Dan Flores' essay on ranchettes in Montana's Bitterroot Valley interested me, since I am a fellow Bitterrooter who makes a living working for the very ranchetteers he discussed (HCN, 5/10/99). I do tree planting, ecological restoration and native landscaping for them, and so I've done much brainstorming on what makes a "good ranchette."

Dan is right that the Bitterroot Valley still has a relatively small population for its size, with approximately one person for every two acres (an interesting statistic when talking about subdivisions). We drift and pool in the bottomlands like the ever-increasing smog in the wintertime, amorphous and yet with our secret, singular intents. We bump into each other and exchange the names of mutual friends - a functioning community, in other words.

I've only lived in western Montana for 20 years or so, but all of us who've been here that long or longer can remember a time when land here was being subdivided and sold to people who were homesteading those parcels much as Dan says he's doing. They were building modest houses, often earth-bermed, putting in a garden and a root cellar, composting food waste, "getting off the grid" with solar panels or kerosene lamps, putting up an outhouse out back and calling it home-sweet-home for $10,000.

The term "ranchette" was something you occasionally came across in real estate pamphlets; it gave you a queasy feeling of foreboding but did not apply. That was when land was going for anywhere between $500 and $1,500 per acre, and oftentimes it was economic necessity that drove decisions in favor of outhouses over drain or leach fields. Bitterroot wages have always been low, and that hasn't changed.

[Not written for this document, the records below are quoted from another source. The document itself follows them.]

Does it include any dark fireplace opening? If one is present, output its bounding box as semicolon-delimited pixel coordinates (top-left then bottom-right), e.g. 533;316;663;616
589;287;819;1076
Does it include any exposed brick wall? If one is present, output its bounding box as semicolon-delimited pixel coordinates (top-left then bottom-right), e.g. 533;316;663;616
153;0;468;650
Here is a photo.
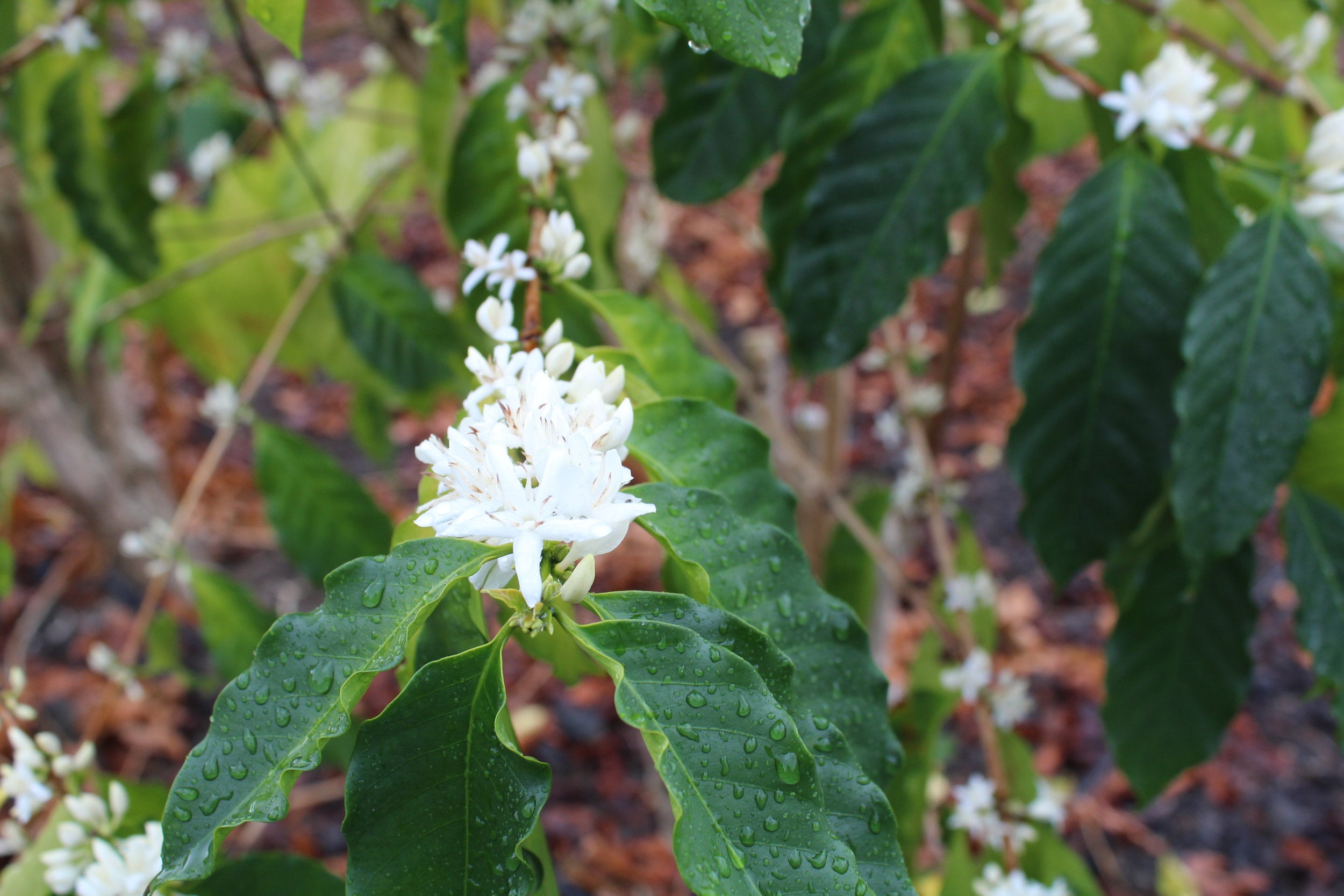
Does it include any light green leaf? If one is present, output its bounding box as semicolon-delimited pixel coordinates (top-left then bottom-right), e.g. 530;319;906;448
253;423;392;582
1172;211;1331;557
631;482;900;785
160;539;503;881
332;253;468;391
776;52;1004;369
191;853;346;896
566;601;860;896
626;398;797;533
1007;150;1200;584
562;282;737;408
1102;517;1257;802
593;591;914;896
639;0;812;78
1284;488;1344;683
343;627;551;896
247;0;308;56
191;565;276;681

The current reality is the 3,000- to 4,000-square-foot home, built smack-dab on the most prominent ridge on parcels that cost as much as gold mines used to, owned by folks not even vaguely interested in reading by kerosene lamp. "Ranchette" not only applies but is now virtually synonymous with "subdivision" as well.

I do agree that the human equation is a legitimate ecological concern. But while the land speaks to me all the time, it's getting harder and harder to hear through the cacophony of incessantly barking dogs, and if the human equation in nature is going to be truly honored, it is going to be done by something called "planning," which is anathema to "ranchette" developers. In this unsustainable atmosphere of sacred private-property rights, the only planning tool we currently have in Ravalli County is the septic permit. The homesteader with the outhouse is being priced out by the same forces that are giving the fish in the Bitterroot River sorer and sorer lips from being caught and released, used and abused, too many times.

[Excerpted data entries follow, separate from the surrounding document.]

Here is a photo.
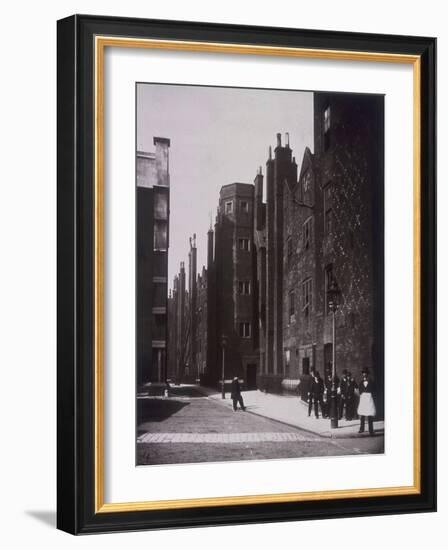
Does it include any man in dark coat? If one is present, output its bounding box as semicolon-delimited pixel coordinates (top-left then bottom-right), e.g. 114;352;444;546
345;372;358;420
339;369;349;420
308;371;324;418
230;376;246;412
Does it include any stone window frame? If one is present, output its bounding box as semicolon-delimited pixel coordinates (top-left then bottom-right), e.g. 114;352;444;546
288;290;296;323
302;216;314;250
286;235;294;265
238;321;252;338
224;201;233;214
238;237;250;252
322;104;331;151
302;277;313;321
323;180;334;237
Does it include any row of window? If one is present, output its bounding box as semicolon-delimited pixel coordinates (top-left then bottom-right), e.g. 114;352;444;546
288;277;313;321
288;264;333;321
224;200;249;214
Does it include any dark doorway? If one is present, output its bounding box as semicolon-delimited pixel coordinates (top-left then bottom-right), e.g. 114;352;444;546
302;357;310;374
246;364;257;390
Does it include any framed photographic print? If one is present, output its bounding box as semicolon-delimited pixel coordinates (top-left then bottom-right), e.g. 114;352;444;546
58;15;436;534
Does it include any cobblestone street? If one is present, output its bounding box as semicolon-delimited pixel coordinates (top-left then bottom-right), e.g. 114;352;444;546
137;387;383;465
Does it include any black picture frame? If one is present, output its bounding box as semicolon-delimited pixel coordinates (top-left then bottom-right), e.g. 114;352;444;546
57;15;436;534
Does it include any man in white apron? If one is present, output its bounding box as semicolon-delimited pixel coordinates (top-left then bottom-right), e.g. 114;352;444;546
358;369;376;435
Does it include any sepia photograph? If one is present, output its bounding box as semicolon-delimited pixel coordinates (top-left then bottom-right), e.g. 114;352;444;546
135;82;385;466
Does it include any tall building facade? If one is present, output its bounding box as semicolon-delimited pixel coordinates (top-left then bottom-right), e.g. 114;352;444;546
136;137;170;385
208;183;258;387
164;93;384;415
254;93;384;409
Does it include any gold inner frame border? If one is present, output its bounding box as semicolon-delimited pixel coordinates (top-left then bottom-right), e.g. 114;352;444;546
94;36;421;513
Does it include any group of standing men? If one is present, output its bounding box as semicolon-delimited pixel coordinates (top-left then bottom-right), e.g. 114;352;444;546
307;369;376;434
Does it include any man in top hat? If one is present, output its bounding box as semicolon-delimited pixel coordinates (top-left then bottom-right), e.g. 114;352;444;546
345;372;358;420
308;371;324;418
338;369;348;420
230;376;246;412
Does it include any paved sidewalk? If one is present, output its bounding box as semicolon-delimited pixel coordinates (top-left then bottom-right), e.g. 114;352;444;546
197;387;384;438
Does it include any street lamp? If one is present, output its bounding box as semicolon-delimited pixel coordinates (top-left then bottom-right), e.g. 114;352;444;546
327;279;341;428
221;334;227;399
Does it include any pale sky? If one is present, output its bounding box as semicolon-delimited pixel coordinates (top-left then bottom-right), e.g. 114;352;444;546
137;83;313;288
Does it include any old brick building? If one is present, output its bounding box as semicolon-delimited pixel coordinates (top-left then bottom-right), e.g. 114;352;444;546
254;93;383;414
136;137;170;385
207;183;258;387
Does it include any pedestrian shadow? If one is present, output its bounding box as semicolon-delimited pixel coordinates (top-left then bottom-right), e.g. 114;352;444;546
137;398;190;425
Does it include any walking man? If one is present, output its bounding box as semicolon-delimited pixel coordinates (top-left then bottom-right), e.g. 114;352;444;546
230;376;246;412
308;371;324;418
339;369;349;420
345;372;358;420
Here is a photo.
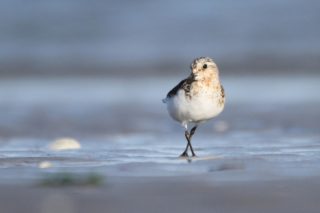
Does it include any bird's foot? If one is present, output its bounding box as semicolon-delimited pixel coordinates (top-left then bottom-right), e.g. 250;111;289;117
180;151;189;158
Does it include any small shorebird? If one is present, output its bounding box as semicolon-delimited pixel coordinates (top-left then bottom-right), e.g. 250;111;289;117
162;57;225;157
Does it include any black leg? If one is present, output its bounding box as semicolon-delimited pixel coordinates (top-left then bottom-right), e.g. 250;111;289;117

The crux of the subdivision issue to me, as a restorationist and as a human animal deeply rooted in American individualism, is the very idea of Jeffersonian democracy that Dan evokes in defense of the ranchette. But I think Jefferson was envisioning a population of small landowners who were planning to stay on the land, to live and learn with it, and to pass it on to their kids.

Jefferson couldn't have foreseen the degree of mobility we now enjoy, and which I believe is our biggest obstacle for groundedness to the land today. It's the kind of thing I focus on, because I see so much of it: the many well-intentioned people who try to restore the ecology of their postage-stamp parcels of land and then move on, only to have their efforts subverted by the new owner who has a very different set of priorities.

That's why, from a strictly restorationist's point of view, it is always preferable to deal with one large landowner rather than lots of little ones, even if that land has been hammered by cows. A hammered sagebrush habitat is, sadly, better than a patchwork of lawns irrigated by 300-foot-deep wells. And from a human point of view, the incessantly barking dogs are at least a few acres further away.

So I think Dan dismisses too quickly the "real Californians' who don't end up staying: They are the essence of this particular land-use issue. We are all stereotypical Californians if we leave our little parcels to the forces of the "free market," which are always corrosive to environmental integrity. Ranchettes aren't going away anytime soon, and we need to come to sustainable terms with them. But the only way I can see to be a good ranchetteer in these interesting times is to connect to your little piece of land for good, either by staying with it for the long haul (which a lot of ranchers are still trying to do, by the way) or by placing environmental covenants on it and then hooking it to an organization, such as the Bitterroot Land Trust, that can enforce restrictions when inevitable attempts at circumventing them occur down the road when you're long gone.

This forfeits some of your perceived Jeffersonian ideals of "doing what you damn well please" with your own land, but unless you're willing to give something substantial of yourself to the land, then in the long run, 25 acres is way too small a parcel to preserve any wildness at all.